Si observamos con un
telescopio una gota de agua, veremos a simple vista unos pequeños
microorganismos moviéndose agitadamente. El tamaño de ese bichito es a la
tierra bastante más grande que lo que la propia tierra es al universo observable
–también llamado horizonte cosmológico…- o sea, no voy a decir que seamos nada,
pero muy poquito… pero muy poquito muy poquito.... Al fin y al cabo esa
molécula es un ser vivo, ¿no…? Un ser humano… es más complejo, eso sí, pero
poco más. Pero es que si nos ponemos a investigar un poquito resulta que ese
microorganismo es enorme en relación con sus compuestos químicos. Por no meter
mucha caña al cerebro dejémoslo en que su masa se compone de elementos químicos
ya conocidos por la mayoría como el hidrógeno, oxigeno, etc… que a su vez son
formados por otros más pequeños: los átomos. Resulta que los átomos se componen
a su vez de protones, electrones y neutrones cuya masa viene a ser unos 1,6×10-27
kg, o sea… ponte a poner ceros pero a la inversa… más que los ceros que hacen
falta para enumerar las estrellas de nuestra galaxia.
¿Puede haber algo más
pequeño? Pues si… estas partículas subatómicas están compuestas a su vez de
otras aún más pequeñas que la física cuántica ha llamado quarks y que, junto a
los leptones, son los componentes fundamentales de la materia. El cálculo de su
masa es complejo y nos llevaría a explicaciones demasiado técnicas pero
dejémoslo en que son tan pequeños que solo pueden intuirse, más que observarse,
en experimentos con acelerador de partículas. Y seguimos encontrando cosas más
pequeñas a pasos agigantados.
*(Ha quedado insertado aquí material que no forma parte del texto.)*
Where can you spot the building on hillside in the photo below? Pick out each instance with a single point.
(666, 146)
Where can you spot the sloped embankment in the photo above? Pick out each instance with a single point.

Es decir que la física cuántica -que es como se
llama la física de las cosas pequeñiiiiitas- parece decirnos que estamos en el
centro de un caos infinito…. y que al igual que el universo, parece no tener
fin…
— Papá,
¿pues si hay tantos planetas y puede que haya gente viviendo allí, porque no
cogen un cohete y vienen a vernos?
Bien… teniendo en
cuenta la teoría de Einstein sobre la velocidad de la luz, si un hipotético
observador cósmico -como el principito, por ejemplo- estuviera observando desde
el sol un cohete enviado desde la Tierra viajando, por supuesto, a la velocidad
de la luz, vería un pequeño destello recorriendo muy despacito el espacio hacia
el firmamento, es decir… tardará un «ua» -que corresponde a ocho minutos y 32
segundos luz y que es la unidad astronómica de distancia actualmente- en
alcanzar el sol. Pero ¿cuánto tardaría en llegar, por ejemplo si el principito
observara ese hipotético transporte desde un planeta situado fuera de nuestra
galaxia? Podemos decir que para lo que nosotros es una velocidad infranqueable
para el cosmos es una unidad de medida ínfima. Por eso en astrología se
utilizan otras unidades de medida como los pársecs, kilo pársecs o mega
pársecs, que bueno… son la caña de grandes. Pero es que esa distancia es la
misma a la inversa y me explico.
Si ese cohete pudiera
viajar a esa velocidad (que no puede), tardaría miles de años en llegar a la
tierra, es decir: que sus tripulantes llegarían un poco viejitos, pero lo más
curioso es que las imágenes si pueden viajar a esa velocidad –o a una muy
cercana y que depende del medio en que se propaga-, ya que no son más que haces
de luz. Por lo tanto lo que hemos podido observar en esos súper sofisticados
aparatos astronómicos, y que es nuestra referencia del universo, es lo que está
sucediendo por aquellos lares hace la friolera de 50, 60 o 70 mil años de
nuestros días. ¡Joder! Es que ni siquiera tenemos ni puta idea si lo que creemos
estar viendo ni siquiera existe ahora mismo. No te digo todo lo que ha podido
suceder en todo ese tiempo y que tendremos que esperar pacientemente que
suceda, no nosotros sino nuestros tatatatatatatatra (elevado a la ni se sabe)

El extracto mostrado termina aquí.